Ice age humans also liked to show off a little bling
Jewelry discoveries date back 30,000 years
@usatodayweather USA TODAY
Ancient humans didn’t go to Jared, or even to Kay Jewelers.
Scientists in Indonesia unearthed remarkable pieces of handmade jewelry, art and artifacts from 30,000 years ago, around the last ice age, a new study reports.
Some of the world’s earliest known “cave artists” created the objects. The items, found in a cave on the Indonesian island of Sulawesi, include beads made from the tooth of a babirusa, also called a deer-pig, and a pendant made from the finger bone of a bear cuscus. Both animals are found only in that region.
The early examples of art and jewelry shed new light on ice age human culture and symbolism, the study says.

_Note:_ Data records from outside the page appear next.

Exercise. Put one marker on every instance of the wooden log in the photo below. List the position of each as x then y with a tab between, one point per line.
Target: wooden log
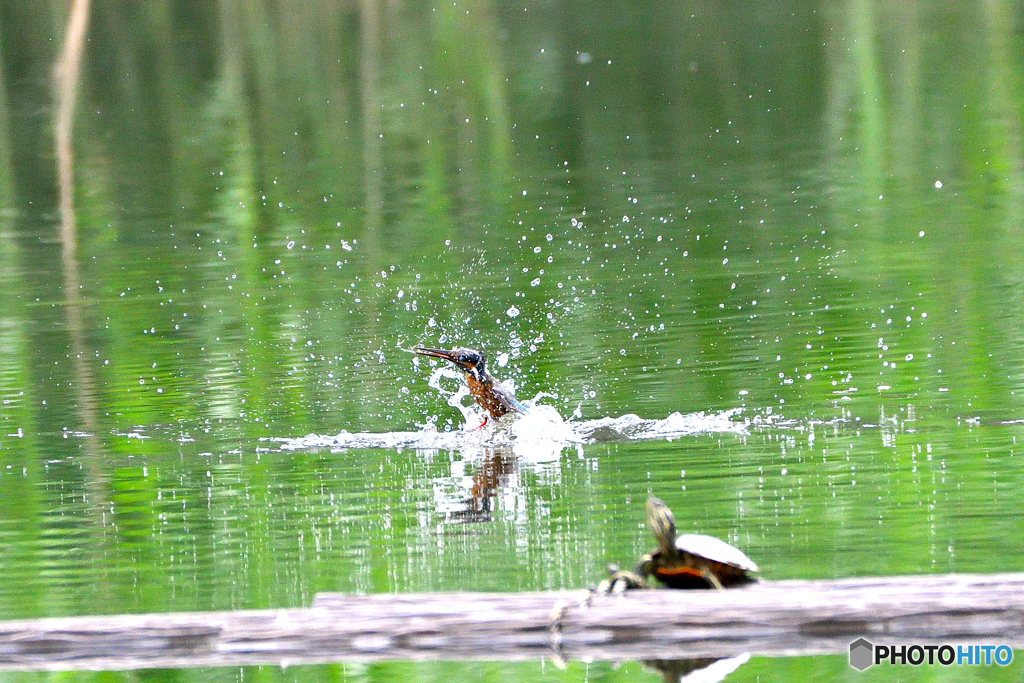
769	619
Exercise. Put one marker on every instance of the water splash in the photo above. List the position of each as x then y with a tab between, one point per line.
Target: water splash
539	434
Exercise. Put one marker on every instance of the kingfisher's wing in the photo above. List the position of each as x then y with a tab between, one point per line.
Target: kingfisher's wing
508	397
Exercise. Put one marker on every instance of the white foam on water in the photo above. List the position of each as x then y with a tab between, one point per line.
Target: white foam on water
540	435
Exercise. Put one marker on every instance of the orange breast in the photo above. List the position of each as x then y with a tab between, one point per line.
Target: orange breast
485	396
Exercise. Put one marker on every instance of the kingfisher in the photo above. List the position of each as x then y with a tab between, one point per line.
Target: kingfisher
486	390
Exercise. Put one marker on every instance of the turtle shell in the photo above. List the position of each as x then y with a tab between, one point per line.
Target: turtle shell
727	563
715	550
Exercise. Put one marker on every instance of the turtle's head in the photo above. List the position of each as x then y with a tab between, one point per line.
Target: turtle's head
663	524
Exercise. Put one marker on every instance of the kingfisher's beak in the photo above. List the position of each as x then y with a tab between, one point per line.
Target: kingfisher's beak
437	353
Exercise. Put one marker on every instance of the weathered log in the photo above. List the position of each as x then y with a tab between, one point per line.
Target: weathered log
769	619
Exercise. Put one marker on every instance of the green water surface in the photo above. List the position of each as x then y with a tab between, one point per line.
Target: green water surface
811	212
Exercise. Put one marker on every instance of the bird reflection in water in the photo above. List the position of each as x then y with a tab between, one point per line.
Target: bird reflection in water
475	503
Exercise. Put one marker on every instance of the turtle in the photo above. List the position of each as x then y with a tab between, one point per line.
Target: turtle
687	560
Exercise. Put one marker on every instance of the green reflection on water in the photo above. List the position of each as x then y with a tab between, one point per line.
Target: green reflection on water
809	211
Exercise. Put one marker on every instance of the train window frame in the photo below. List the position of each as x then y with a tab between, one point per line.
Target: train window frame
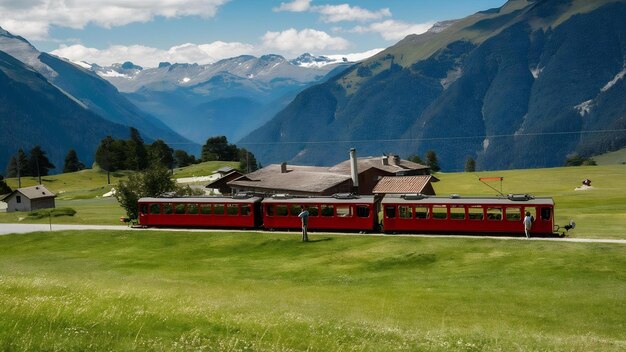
532	210
513	213
455	214
191	207
476	213
545	210
294	209
219	209
390	211
154	206
362	211
282	210
206	209
232	209
405	212
437	214
343	210
495	213
422	212
327	210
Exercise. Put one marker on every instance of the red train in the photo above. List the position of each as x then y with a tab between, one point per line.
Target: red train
400	213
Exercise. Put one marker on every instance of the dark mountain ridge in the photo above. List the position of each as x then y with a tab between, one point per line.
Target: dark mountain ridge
520	86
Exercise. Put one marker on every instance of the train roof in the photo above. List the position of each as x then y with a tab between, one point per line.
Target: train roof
423	199
337	199
231	200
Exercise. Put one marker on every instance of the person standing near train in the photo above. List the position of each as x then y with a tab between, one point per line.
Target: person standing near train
304	217
528	224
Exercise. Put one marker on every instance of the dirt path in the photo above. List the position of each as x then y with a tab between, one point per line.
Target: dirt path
6	229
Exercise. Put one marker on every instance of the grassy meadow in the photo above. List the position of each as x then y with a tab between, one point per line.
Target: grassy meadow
178	291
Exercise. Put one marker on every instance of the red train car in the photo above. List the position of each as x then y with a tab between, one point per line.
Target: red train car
339	212
224	212
476	215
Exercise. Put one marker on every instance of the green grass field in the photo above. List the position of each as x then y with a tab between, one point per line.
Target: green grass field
177	291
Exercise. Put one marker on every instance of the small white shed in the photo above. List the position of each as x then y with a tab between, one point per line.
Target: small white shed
29	199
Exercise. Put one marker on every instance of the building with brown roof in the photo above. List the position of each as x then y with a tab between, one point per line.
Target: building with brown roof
325	181
406	185
29	199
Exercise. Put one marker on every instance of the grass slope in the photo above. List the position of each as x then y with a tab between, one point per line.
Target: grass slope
163	291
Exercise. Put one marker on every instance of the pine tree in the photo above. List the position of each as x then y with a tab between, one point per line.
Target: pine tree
72	164
39	163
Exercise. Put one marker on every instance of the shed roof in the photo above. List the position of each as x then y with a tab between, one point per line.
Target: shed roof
33	192
403	184
297	178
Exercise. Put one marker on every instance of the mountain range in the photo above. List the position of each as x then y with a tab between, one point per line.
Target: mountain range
230	97
53	103
523	85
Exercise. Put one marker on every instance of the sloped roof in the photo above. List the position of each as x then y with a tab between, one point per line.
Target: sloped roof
33	192
297	178
403	184
393	165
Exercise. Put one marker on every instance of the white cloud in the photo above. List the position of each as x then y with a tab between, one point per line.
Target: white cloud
335	13
345	12
393	30
294	41
294	6
33	18
150	57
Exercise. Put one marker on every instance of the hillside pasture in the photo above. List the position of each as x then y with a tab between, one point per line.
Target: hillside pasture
177	291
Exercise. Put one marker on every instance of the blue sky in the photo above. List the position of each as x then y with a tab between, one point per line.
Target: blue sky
203	31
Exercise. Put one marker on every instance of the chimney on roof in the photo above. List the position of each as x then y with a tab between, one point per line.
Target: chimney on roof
354	172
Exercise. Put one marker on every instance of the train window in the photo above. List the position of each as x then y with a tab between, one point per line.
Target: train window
155	209
344	211
281	210
457	213
405	212
362	211
295	210
494	214
328	210
475	213
421	212
232	209
192	209
532	211
440	212
514	214
205	209
546	213
390	211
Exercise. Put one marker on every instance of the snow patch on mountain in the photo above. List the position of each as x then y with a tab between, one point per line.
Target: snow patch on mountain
615	79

The artifacts also suggest that the spiritual beliefs of modern humans may have transformed as they came across new forms of animal life on the journey from Asia to Australia, researchers say.
“Sulawesi, in particular, is renowned ... for its extremely high rate of species ‘endemism’ — essentially all of the island’s land mammals, except for bats, occur nowhere else on Earth,” said study lead author Adam Brumm, an archaeologist at Griffith University in Brisbane, Australia.

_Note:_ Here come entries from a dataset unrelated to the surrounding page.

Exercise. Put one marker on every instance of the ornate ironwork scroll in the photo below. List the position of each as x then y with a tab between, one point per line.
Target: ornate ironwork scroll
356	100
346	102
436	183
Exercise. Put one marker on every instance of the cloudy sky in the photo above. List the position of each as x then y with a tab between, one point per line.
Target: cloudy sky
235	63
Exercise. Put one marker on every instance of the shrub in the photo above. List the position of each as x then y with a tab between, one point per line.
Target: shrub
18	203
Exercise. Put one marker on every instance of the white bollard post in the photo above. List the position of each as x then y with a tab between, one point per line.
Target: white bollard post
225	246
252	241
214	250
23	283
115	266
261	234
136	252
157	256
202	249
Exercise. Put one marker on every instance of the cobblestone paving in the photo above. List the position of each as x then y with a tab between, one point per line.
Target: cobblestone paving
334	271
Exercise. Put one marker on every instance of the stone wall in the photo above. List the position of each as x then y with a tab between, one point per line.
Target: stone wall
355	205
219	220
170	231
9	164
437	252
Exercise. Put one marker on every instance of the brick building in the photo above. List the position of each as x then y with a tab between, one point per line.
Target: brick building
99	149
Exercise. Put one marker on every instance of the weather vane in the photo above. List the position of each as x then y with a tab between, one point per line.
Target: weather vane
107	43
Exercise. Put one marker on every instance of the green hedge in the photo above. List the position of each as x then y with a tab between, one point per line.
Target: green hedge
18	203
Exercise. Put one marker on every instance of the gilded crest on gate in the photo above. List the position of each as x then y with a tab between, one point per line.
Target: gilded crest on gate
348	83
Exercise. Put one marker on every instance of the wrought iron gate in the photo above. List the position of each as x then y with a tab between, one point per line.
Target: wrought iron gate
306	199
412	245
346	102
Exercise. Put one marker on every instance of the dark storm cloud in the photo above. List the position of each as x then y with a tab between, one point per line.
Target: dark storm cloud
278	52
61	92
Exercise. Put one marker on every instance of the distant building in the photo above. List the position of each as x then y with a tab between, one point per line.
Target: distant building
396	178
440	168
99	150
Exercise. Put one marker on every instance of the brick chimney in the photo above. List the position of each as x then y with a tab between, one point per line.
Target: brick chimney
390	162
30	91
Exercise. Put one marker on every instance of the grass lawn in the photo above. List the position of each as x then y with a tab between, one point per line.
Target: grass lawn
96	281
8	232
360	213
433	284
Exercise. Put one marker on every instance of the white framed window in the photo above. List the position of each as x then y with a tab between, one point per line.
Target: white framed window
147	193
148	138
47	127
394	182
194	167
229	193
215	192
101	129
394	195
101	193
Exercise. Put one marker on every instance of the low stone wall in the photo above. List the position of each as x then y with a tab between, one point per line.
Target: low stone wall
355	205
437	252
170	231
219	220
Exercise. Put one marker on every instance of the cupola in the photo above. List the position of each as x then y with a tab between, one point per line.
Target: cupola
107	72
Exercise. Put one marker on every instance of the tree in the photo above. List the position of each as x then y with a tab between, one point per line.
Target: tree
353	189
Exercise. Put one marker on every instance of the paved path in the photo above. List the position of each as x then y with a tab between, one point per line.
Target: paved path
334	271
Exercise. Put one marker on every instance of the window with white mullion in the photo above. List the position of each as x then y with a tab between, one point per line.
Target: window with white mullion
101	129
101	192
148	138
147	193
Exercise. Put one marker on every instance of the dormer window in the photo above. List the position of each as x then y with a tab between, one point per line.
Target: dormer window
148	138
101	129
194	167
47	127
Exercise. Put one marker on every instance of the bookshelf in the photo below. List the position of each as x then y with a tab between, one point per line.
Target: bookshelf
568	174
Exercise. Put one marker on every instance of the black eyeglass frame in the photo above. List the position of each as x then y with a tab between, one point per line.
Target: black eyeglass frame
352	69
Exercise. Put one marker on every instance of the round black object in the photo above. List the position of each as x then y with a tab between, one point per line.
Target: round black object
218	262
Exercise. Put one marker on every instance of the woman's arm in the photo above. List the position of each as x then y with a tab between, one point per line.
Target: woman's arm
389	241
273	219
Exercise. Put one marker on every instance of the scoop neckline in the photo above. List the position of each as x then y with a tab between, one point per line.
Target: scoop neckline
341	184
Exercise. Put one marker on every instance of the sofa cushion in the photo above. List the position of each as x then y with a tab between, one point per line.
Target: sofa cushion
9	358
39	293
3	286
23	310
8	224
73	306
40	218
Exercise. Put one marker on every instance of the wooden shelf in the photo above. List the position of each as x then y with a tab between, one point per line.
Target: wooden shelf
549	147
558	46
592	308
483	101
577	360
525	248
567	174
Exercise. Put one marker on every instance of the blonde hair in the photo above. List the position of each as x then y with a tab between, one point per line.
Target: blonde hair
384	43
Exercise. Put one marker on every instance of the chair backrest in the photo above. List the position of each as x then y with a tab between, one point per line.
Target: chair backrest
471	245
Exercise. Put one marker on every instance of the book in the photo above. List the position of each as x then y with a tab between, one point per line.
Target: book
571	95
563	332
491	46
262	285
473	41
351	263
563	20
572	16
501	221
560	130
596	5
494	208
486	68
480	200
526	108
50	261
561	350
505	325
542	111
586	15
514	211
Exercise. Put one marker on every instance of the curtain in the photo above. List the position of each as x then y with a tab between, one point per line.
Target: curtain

“This may indicate that the conceptual world of these people changed to incorporate exotic animals,” Brumm said.
The archaeologists also found evidence of rock art production at the site, including discarded ochre pieces and ochre stains on tools.
The find comes after the discovery in 2014 of 40,000-year-old cave art on Sulawesi, which contains some of the world’s oldest known art.
“Scientists have long been curious about the cultural lives of the first Homo sapiens to inhabit the lands to the immediate north of Australia sometime prior to 50,000 years ago — part of the great movement of our species out of Africa,” Brumm said.
The study appeared Monday in the journal Proceedings of the National Academy of Sciences.